So where does our cafeteria food come from?
Lu Ann Carey’s father grew peaches for most of his life and, at 84, still operates a fruit truck offering fresh produce to his community. Lu Ann inherited his passion for agriculture and has for 15 years engaged students in sustainable gardening at Bradley Central High School (Cleveland, TN). After attending a Fund for Teachers information session last fall, she capitalized on the opportunity to design a fellowship researching sustainable growing practices in the Netherlands. Why? Because…
- The Netherlands is the second largest exporter of horticulture products in the world
- More than 90 percent of vegetable cultivation involves biological crop protection
- The horticulture sector involves employment and education of more than 400,000 people
- The Dutch government allocates 10 percent of the total agricultural research budget to organic farming
- Growers there focus on closed growing systems that keep pesticides out of water and utilize clean energy sources
For three weeks this summer, Lu Ann researched concepts and practices that made Holland one of the most innovative and successful horticulture production systems in the world. From a tulip museum exhibit on the earliest trials of plant genetics, to one of the oldest botanical gardens documenting the history of plants and genomic plant banks, Lu Ann sought out methodologies for creating healthy, clean and sustainable foods in Bradley Central High School’s greenhouse.
Read more about Lu Ann’s learning on the blog she maintained throughout her fellowship.
“Horticulture is a fascinating, beautiful and changing the world, but I have to make it enticing to high school students,” said Lu Ann. “In order to do so, I used an FFT grant to gain a better understanding of biotechnology and design greenhouse labs that incorporate today’s real world problems.”
Observing in a “glass city” how to switch from nonorganic to fully organic farming and touring one of the first biological companies that supplied bumble bees for greenhouse pollination are just two of the itinerary stops Lu Ann planned for harvesting ideas. She also met with a senior advisor at the Louis Bolk Institute to see how an organic school incorporates biodynamic farming into student labs and hands-on projects.
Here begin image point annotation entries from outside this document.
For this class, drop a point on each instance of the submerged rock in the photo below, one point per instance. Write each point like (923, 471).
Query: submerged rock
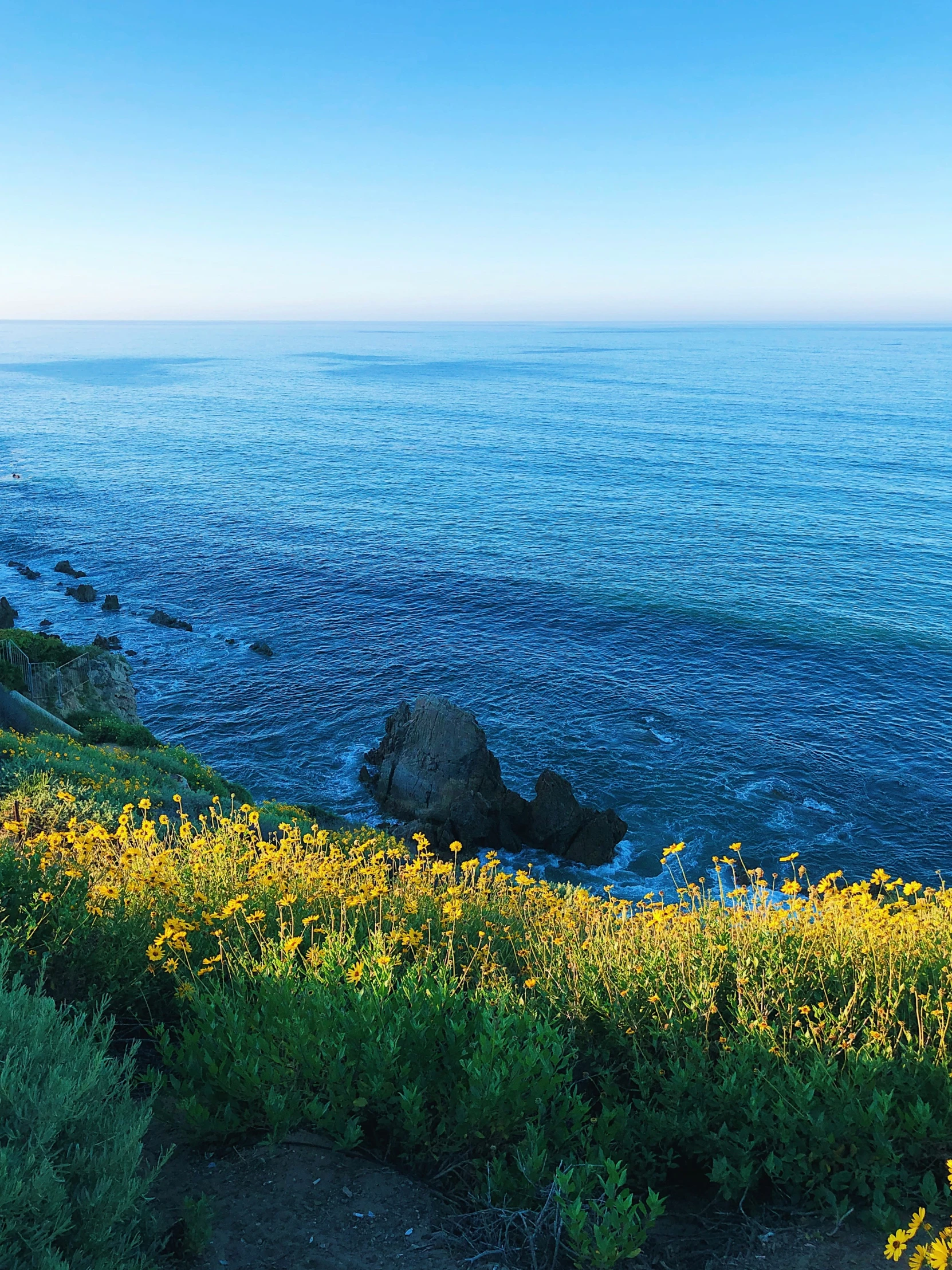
(159, 618)
(84, 593)
(434, 771)
(65, 567)
(648, 864)
(561, 824)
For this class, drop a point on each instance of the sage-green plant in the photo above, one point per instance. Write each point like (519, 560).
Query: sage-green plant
(72, 1184)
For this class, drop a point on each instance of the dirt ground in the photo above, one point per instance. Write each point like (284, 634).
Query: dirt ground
(304, 1206)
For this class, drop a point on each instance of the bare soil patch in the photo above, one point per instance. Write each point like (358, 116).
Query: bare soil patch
(304, 1206)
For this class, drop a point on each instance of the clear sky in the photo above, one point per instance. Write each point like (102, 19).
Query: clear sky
(474, 159)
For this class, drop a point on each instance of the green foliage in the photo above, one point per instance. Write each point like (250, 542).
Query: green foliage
(439, 1080)
(606, 1227)
(99, 727)
(72, 1189)
(197, 1226)
(12, 677)
(113, 776)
At Bioverbeek, an organic grower which supplies products to the local and global market, she learned how to control pests in her school greenhouse; at Koppert Biologicals, a worldwide company researching healthy pesticides, Lu Ann connected with researchers and growers with whom her students will now Skype for future learning opportunities.
“After my visit to Koppert as well as other greenhouses such “Tomato World” and then the Warmonderhof school, I knew I had to integrate labs into my daily agriculture lessons,” said Lu Ann. “So I introduced research-based, scientific lab projects into all my Agriculture classes. Students are learning through research about biological systems and design a hands-on lab project to test a hypothesis.”
This fall, students investigated horticulture products used in the school’s cafeteria to see where they were produced. Interviews with the culinary chef underscored the importance of market availability and determine how organic products grown in their greenhouse can help support the school community. She also worked with students to learn insect life cycles and how predators of the insects invade the plant species and control the pest.
“We are researching insect behavior, learning to identify the predators and how the plant responds to pest invasions according to plant species and growing conditions,” said Lu Ann. “It’s what I learned in Holland by visiting various growers and organic farms.”
The responsibility of an educator, according to Lu Ann, is much larger than teaching facts. Instead, first-hand knowledge and a daily dialogue makes learning real – something she learned from her father a long time ago.
Lu Ann teaches Career and Technical Education Agriculture and is an FFA association advisor in leadership skills.